Foi então nas aulas de macroeconomia que
encontrei um argumento para minha posição na qual a famosa equação da renda
nacional [Y = C + I + G + (X – M)]
inspirou-me a pensar no ato de economizar. Para aqueles não familiarizados,
esta equação determina que a renda de um país (Y) em valores monetários para um determinado período de tempo é
distribuída pela ação de cada agente: famílias (C), empresas (I),
governo (G) e setor externo (X - M). Quando olhamos para o consumo
privado (C) uma simples busca à
nossa carteira já elucida o fato de que se gastamos mais do que ganhamos e isto
representar um comportamento sistemático, nosso fim não será nada bom. No mesmo
sentido, a falência chegará para as empresas (I) se estas tiverem um aumento acentuado de seus custos em relação
à sua receita. Por sua vez, o comércio mundial (X – M) também está vulnerável: um país que importa muito (M) e exporta muito pouco (X) certamente terá um colapso em suas
contas externas. Mas e o tal do G?
Bom, com o G a história é outra. O
governo possui mecanismos próprios e compulsórios, garantidos por suas
instituições, para sobreviver um tempo maior ao endividamento que todos os
outros agentes econômicos e assim postergar a bancarrota. Ele pode recorrer à
criação de mais impostos, à emissão de títulos e em eras de menor maturidade, à
inflação. Longe de levar este texto a qualquer discussão ideológica, o
exercício começa a entrar em sua reta final.
O que pude extrair dos estudos e, em
contato com minha revolta diante da discordância geral de que a função do
economista é economizar, formular como argumento? O simples fato de que se o
consumidor quiser continuar consumindo por toda a vida ele precisa ter sua
renda maior que seus gastos; que se as empresas quiserem ficar de pé, sua
receita deverá ser maior que seus custos e que se o país quiser continuar
importando produtos de forma sustentável, terá que oferecer ao menos, um pouco
mais do que pega para si. Esta não é uma apologia à parcimônia, mas sim, a
resolução de um problema simples de aritmética: existe um patamar de gastos que
nos permite a sustentabilidade. Mas novamente, e espero que não percam a
paciência, alguém pode perguntar: “E o governo? Onde você está querendo
chegar?” Este é o momento propício para colocar os ingredientes no caldeirão.

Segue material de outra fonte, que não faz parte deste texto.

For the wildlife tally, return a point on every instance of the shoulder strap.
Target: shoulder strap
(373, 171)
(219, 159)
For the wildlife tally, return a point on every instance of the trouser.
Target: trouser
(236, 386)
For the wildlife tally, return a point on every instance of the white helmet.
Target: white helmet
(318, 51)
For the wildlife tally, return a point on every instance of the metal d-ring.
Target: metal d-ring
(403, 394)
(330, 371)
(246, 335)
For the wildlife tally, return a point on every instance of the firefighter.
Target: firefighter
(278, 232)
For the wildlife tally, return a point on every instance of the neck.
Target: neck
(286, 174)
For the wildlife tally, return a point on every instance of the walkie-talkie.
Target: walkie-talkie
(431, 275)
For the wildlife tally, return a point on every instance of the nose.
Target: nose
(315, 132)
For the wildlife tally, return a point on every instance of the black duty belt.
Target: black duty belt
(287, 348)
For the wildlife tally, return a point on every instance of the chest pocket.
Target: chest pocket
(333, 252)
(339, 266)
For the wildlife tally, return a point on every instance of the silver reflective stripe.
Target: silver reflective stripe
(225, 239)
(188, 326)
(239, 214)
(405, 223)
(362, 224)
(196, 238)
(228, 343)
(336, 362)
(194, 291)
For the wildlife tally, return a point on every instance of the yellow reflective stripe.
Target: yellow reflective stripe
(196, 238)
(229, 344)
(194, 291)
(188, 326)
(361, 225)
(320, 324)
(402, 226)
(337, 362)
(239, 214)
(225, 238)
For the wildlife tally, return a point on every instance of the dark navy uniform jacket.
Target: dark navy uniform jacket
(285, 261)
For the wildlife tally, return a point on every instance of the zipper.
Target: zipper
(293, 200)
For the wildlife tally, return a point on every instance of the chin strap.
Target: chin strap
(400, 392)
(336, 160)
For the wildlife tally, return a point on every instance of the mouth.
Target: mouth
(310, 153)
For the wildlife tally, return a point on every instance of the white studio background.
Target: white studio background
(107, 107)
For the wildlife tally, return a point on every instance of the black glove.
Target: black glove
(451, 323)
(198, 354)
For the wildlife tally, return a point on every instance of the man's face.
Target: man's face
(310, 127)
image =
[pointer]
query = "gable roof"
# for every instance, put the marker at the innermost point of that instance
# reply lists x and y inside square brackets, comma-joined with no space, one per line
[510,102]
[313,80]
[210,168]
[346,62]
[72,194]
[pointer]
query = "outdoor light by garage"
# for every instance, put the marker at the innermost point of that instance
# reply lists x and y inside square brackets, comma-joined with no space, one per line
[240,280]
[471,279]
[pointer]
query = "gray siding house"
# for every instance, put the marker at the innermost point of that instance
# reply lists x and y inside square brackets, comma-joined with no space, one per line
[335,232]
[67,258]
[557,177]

Toda a história do cortador de grama, da
imagem revoltante e da aula de macroeconomia serve para justificar a posição de
que o economista, no final das contas deve ser sim alguém que “passa quatro
anos [ou mais] na faculdade aprendendo a guardar dinheiro no fim do mês”. Ao
olharmos para a carteira devemos economizar, ao trabalharmos em uma empresa
devemos economizar, ao pensar no comércio internacional deve-se “economizar”
(obter superávits). O que o dono do cortador de grama está fazendo?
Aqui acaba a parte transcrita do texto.